Asegura que el porno es un sexo falso que engancha. «Y mucho. El problema no es solo que quieres consumir cada día más tiempo, sino que necesitas acceder a diferentes tipos de pornografía. En la pantalla del móvil siempre aparecen otras sugerentes imágenes a las que, al principio, no accedes porque generan repulsa, pero luego la cosa cambia. Llega un momento en que ver a una pareja practicando sexo ya no es suficiente porque es algo que normalizas y es entonces cuando necesitas algo distinto, más fuerte, para sentir el mismo placer. Pasas una barrera y entras a pinchar en esos vídeos a los que antes no prestabas ni atención pero que ahora necesitas: relaciones homosexuales, tríos, orgías, sexo violento, violaciones…».

Daniel reconoce que consumía porno a solas. Se encerraba cada vez más tiempo en su habitación y no salía durante horas. «En aquel momento era adolescente, me costaba estudiar por culpa de mi dislexia y vivía frustrado. El porno era lo único que me daba en el día mi momento de felicidad, de placer, de no pensar en mis problemas».

Con 23 años, y tras acabar la carrera de Publicidad, Daniel consigue un trabajo, pero reconoce que necesitaba acudir al baño con frecuencia para ver porno e, incluso, dejaba trabajo sin hacer por culpa de lo que ya era una verdadera adicción.

Excusas para estar solo y poder consumir sexo
También le afectó en sus relaciones sociales, puesto que cada vez quedaba menos con sus amigos.

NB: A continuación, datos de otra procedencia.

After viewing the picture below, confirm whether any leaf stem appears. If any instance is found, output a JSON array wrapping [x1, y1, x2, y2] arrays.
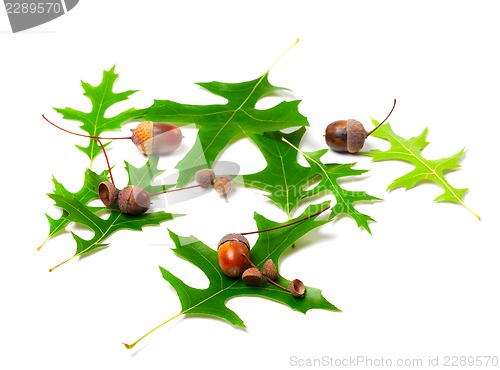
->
[[122, 312, 183, 349], [49, 253, 77, 272], [266, 39, 300, 74]]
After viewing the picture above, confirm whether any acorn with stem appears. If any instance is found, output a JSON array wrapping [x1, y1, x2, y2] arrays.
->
[[217, 206, 330, 297], [324, 99, 396, 153]]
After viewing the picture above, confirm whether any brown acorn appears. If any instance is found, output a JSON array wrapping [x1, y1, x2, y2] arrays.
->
[[98, 181, 118, 207], [325, 119, 368, 153], [131, 121, 182, 155], [194, 168, 215, 187], [217, 234, 250, 278], [118, 185, 151, 215], [262, 259, 278, 281], [288, 279, 306, 297], [214, 176, 233, 195]]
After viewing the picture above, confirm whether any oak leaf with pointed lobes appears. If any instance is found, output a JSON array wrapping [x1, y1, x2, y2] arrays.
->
[[43, 156, 180, 270], [361, 119, 480, 219], [243, 128, 378, 232], [125, 202, 340, 348], [54, 66, 144, 163], [38, 169, 108, 250], [143, 71, 309, 186]]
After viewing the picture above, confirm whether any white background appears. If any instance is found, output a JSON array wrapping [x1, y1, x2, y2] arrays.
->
[[0, 0, 500, 370]]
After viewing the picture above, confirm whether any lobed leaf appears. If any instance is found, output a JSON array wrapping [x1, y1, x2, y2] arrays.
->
[[38, 169, 108, 250], [361, 119, 480, 219], [143, 71, 309, 186], [54, 66, 144, 163], [160, 203, 339, 327], [49, 194, 177, 271]]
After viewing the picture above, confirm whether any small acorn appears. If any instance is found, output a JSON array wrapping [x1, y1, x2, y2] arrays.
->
[[325, 99, 396, 153], [214, 176, 233, 195], [194, 168, 215, 187], [288, 279, 306, 297], [131, 121, 182, 155], [118, 185, 151, 215], [262, 259, 278, 281], [98, 181, 118, 207], [241, 267, 264, 285]]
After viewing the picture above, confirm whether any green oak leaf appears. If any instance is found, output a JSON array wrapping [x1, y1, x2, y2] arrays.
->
[[49, 194, 177, 271], [54, 66, 144, 163], [143, 71, 309, 186], [361, 119, 480, 219], [37, 169, 108, 250], [242, 127, 312, 216], [282, 136, 380, 234], [125, 202, 340, 348]]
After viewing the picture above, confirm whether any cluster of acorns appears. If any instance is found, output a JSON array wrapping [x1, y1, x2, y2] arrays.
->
[[43, 99, 396, 297], [217, 234, 306, 297], [98, 169, 233, 215]]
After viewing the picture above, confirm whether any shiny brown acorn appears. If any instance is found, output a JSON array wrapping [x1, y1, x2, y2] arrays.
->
[[42, 115, 182, 155], [325, 99, 396, 153]]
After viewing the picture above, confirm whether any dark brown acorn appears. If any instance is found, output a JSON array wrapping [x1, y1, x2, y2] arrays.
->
[[98, 181, 118, 207], [217, 234, 250, 278], [325, 99, 396, 153], [118, 185, 151, 215]]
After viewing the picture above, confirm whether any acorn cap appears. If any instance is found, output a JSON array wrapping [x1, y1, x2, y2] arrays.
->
[[217, 234, 250, 250], [241, 267, 263, 285], [118, 185, 151, 215], [346, 119, 368, 153], [288, 279, 306, 297], [214, 175, 233, 195], [98, 181, 118, 207], [262, 259, 278, 281], [194, 168, 215, 187]]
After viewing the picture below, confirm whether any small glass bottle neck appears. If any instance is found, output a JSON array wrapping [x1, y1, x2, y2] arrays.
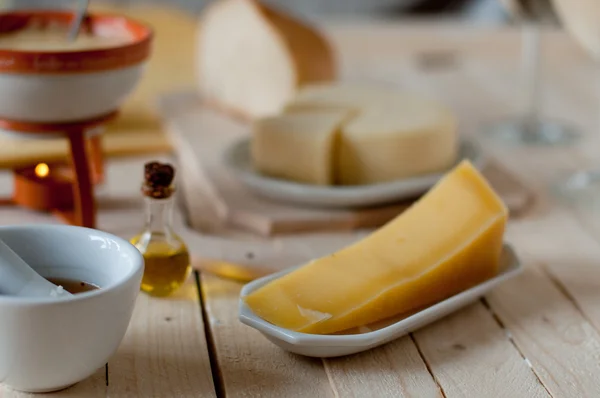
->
[[145, 197, 173, 234]]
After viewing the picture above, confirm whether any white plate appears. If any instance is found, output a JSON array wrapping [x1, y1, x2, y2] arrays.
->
[[224, 138, 484, 208], [239, 245, 522, 358]]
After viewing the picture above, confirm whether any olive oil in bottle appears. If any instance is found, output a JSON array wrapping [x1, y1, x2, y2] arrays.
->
[[131, 162, 191, 297]]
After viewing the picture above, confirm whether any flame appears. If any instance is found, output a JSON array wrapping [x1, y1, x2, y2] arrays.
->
[[35, 163, 50, 178]]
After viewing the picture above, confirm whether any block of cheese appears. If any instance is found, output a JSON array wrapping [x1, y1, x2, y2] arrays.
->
[[251, 110, 349, 185], [336, 96, 459, 185], [196, 0, 336, 118], [243, 161, 508, 334], [278, 83, 458, 185]]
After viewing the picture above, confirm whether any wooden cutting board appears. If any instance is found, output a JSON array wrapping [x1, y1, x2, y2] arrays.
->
[[0, 4, 196, 168], [159, 92, 532, 236]]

Les mentía y buscaba excusas, «aunque ellos sabían que algo raro estaba ocultando –admite–. Al igual que en mi familia porque dejé de ir a la reunión de todos los sábados y cuando asistía me preguntaban qué me pasaba porque mi aspecto físico se había deteriorado, estaba más delgado por comer poco y muy descuidado por no importarme mi imagen».